The result: decisions that affect this largely female workforce continue to be made by the men in leadership. This has particular impact on the women of color and migrant women who make up a significant portion of healthcare and social care workers in many health systems.
Perhaps nothing illustrates the impact of the leadership gap more clearly than the issue of personal protective equipment (PPE): the goggles, respirators, masks, face shields, gloves, shoe covers, gowns and coveralls that health workers need to wear to protect themselves and their patients from infection.
Did you know that, to this day, health PPE is designed for men’s bodies? In fact, health PPE is based on that mythical, “standard” European and American 1950s white man, as so much design still is, from crash test dummies to public bathrooms. A brand new report by WGH, entitled Fit for Women? Safe and Decent PPE for Women Health and Care Workers, documents the effects of this absurd situation. It makes for shocking reading.
At the outset, the WGH researchers make clear that chronic PPE shortages are a constant across many countries in the global South, endangering the health of all frontline health workers of all genders daily. Pictures of nurses in garbage bags shocked Americans last year, but health workers treating patients in improvised equipment, or re-using single-use PPE, is standard in many places. It is very dangerous.
A psychologist in Malawi explains: “Mostly, it’s the men who are at the top.
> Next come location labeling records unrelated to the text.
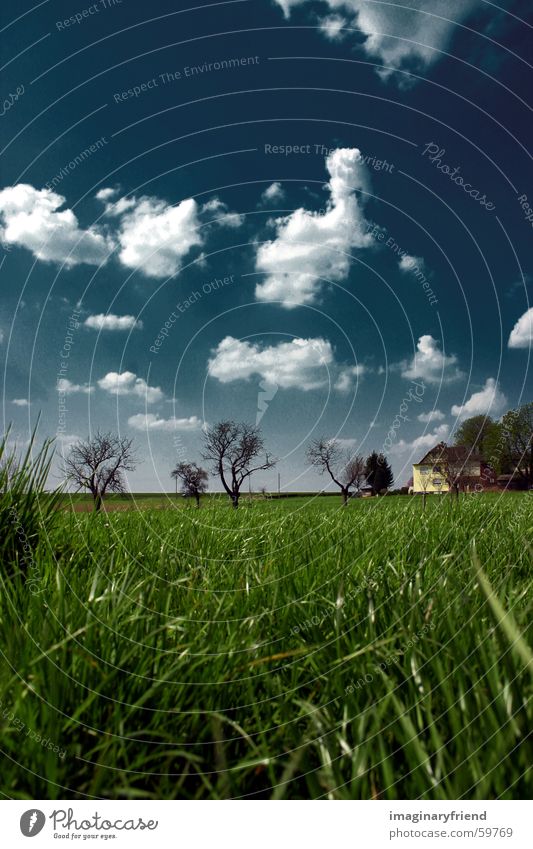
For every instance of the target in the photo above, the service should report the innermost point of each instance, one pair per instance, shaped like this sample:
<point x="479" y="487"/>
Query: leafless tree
<point x="99" y="464"/>
<point x="193" y="479"/>
<point x="233" y="448"/>
<point x="345" y="470"/>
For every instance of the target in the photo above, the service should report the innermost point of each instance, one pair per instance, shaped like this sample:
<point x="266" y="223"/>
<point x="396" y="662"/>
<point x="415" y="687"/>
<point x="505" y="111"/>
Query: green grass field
<point x="290" y="649"/>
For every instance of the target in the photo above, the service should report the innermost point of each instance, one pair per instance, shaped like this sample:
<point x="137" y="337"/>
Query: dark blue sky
<point x="239" y="213"/>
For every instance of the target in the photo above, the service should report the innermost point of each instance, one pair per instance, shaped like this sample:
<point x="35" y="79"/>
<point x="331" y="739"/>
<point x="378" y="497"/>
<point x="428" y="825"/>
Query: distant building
<point x="457" y="462"/>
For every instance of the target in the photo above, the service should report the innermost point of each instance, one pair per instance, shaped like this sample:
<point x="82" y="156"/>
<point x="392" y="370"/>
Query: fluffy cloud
<point x="222" y="214"/>
<point x="66" y="387"/>
<point x="408" y="263"/>
<point x="151" y="422"/>
<point x="432" y="416"/>
<point x="155" y="237"/>
<point x="272" y="193"/>
<point x="410" y="34"/>
<point x="421" y="444"/>
<point x="522" y="333"/>
<point x="112" y="322"/>
<point x="430" y="364"/>
<point x="301" y="363"/>
<point x="348" y="378"/>
<point x="490" y="399"/>
<point x="127" y="383"/>
<point x="332" y="27"/>
<point x="311" y="248"/>
<point x="150" y="234"/>
<point x="31" y="219"/>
And so, they’re the first priority… The [gender] dynamics have been playing out, where women are expected to do the dirty work, but without getting any protection… I’m hearing it from female friends in different fields—nurses, pharmacists, physiotherapists—and when we complain about being sent out into the field without proper protection, we get labelled as being stubborn.”
But even when PPE is on hand, it rarely fits women. There is no such thing as unisex PPE. Women of color fare even worse. Remember the photos of women health workers with deep marks on their faces from wearing N95 respirators? They had to tighten the straps to ensure a proper seal, because respirators are designed for men’s faces.
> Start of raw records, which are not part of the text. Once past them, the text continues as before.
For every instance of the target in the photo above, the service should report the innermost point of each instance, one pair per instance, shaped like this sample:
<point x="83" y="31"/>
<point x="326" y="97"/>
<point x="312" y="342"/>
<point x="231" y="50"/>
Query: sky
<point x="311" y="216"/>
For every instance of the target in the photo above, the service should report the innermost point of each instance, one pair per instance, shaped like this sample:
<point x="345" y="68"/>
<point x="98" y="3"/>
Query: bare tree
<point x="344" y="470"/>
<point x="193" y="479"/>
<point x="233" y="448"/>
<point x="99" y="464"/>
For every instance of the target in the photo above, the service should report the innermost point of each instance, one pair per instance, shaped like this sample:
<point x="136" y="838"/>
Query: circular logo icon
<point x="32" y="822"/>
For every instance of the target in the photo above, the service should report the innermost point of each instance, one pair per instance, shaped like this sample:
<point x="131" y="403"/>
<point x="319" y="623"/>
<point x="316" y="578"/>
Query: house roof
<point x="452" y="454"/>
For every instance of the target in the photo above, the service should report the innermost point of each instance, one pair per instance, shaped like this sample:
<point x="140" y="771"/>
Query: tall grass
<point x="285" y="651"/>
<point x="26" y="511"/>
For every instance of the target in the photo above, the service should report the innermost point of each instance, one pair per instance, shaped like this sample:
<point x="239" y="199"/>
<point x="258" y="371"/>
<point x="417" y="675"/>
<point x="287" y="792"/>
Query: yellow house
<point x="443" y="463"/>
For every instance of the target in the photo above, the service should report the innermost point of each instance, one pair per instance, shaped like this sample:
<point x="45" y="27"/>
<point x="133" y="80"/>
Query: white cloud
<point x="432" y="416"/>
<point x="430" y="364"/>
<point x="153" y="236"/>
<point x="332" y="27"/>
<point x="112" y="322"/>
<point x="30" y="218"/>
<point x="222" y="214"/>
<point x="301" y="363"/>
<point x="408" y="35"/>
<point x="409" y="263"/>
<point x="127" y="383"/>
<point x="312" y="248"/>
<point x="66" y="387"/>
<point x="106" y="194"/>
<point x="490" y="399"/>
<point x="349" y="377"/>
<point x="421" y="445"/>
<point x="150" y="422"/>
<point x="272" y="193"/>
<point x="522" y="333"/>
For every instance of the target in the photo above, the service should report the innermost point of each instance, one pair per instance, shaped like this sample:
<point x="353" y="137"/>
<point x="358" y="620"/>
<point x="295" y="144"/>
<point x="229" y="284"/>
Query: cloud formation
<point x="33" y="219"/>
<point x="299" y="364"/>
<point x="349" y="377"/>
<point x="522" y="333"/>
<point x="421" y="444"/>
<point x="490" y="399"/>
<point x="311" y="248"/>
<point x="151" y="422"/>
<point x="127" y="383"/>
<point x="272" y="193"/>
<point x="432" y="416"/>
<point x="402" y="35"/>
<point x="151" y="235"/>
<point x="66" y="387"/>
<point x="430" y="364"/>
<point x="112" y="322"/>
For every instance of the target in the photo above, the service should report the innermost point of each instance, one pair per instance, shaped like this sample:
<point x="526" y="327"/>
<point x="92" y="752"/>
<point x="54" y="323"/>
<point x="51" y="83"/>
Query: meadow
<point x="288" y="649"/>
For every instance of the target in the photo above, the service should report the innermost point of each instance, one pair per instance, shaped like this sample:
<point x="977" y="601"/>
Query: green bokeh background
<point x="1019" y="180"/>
Breasts, hips and pregnancy bumps are not taken into account in the design of coveralls, nor long, braided or curly hair in the design of masks and head covers.
This situation is not new, obviously, and women health workers have been told to accept this as the status quo. A nurse in the UK reports that “[she] ha [s] been told by the mask fit testers that most South and Southeast Asian female staff have failed mask fit tests due to our smaller than average (which average??) faces.”
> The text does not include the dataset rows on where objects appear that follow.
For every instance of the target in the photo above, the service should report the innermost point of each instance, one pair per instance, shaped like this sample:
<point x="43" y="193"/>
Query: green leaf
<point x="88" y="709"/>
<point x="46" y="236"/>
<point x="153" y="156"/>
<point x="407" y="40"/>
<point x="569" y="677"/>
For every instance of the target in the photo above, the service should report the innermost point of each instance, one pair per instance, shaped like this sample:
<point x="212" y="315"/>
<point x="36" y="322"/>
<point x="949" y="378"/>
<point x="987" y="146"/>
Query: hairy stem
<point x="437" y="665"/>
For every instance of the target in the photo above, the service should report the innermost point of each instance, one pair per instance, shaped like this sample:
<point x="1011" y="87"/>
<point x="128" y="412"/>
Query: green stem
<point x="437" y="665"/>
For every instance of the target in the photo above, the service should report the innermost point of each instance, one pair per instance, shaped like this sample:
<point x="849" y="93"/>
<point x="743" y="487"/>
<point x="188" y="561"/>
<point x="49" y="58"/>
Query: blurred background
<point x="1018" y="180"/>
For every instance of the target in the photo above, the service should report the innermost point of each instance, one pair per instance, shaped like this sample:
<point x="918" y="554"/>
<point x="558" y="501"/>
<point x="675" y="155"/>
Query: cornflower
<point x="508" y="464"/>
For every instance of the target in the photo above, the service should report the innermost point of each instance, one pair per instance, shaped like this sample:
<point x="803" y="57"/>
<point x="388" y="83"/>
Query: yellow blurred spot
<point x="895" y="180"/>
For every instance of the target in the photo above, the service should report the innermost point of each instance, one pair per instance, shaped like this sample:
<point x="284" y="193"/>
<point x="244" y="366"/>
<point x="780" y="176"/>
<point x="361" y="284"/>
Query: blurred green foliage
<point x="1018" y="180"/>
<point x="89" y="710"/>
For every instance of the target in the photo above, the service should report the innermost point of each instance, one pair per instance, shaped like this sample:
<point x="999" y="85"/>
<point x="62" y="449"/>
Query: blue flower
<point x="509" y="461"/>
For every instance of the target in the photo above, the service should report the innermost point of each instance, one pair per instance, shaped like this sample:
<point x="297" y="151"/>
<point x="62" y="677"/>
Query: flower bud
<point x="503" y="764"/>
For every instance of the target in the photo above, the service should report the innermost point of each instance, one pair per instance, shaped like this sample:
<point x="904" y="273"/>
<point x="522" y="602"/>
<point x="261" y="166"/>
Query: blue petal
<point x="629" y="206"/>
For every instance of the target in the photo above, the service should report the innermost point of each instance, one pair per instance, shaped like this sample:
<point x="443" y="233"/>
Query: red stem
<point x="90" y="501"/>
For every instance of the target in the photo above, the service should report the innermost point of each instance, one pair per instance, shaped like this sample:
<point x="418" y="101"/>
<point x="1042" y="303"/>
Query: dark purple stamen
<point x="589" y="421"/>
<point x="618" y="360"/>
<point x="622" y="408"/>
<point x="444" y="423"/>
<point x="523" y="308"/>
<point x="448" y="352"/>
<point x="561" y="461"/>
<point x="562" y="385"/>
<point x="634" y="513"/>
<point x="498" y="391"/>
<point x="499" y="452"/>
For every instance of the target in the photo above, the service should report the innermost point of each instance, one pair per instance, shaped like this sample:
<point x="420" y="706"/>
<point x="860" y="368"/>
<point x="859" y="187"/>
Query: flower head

To make matters worse, the standard size for equipment ordered by health facilities is an XL. One Australian nurse noted: “The gowns were way too big, sometimes I even slipped on them because they were so long, I couldn’t walk properly. The goggles always slid down the nose, so sometimes out of reflex, I pushed them up when my gloves were already possibly contaminated.” Another nurse makes the blindingly obvious point that gloves that are too large make it hard to handle medications and give injections, leading her to sometimes remove them … which endangers her and her patients. As WGH notes, “if PPE doesn’t fit, it doesn’t protect.”
The good news is that feminist activists are fiercely advocating for policy changes, and that these longstanding and structural issues are finally being reported and discussed more broadly. Activists have enlisted WHO, the International Finance Corporation (part of the World Bank Group) and ASTM International (the technical standards organization) to seek change in standards for equipment and in purchasing patterns. But the ultimate change they want is at the leadership level: more women in top positions in health.
Women health workers deserve more than our gratitude or folks banging pots and pans out of their windows. They deserve to be in charge.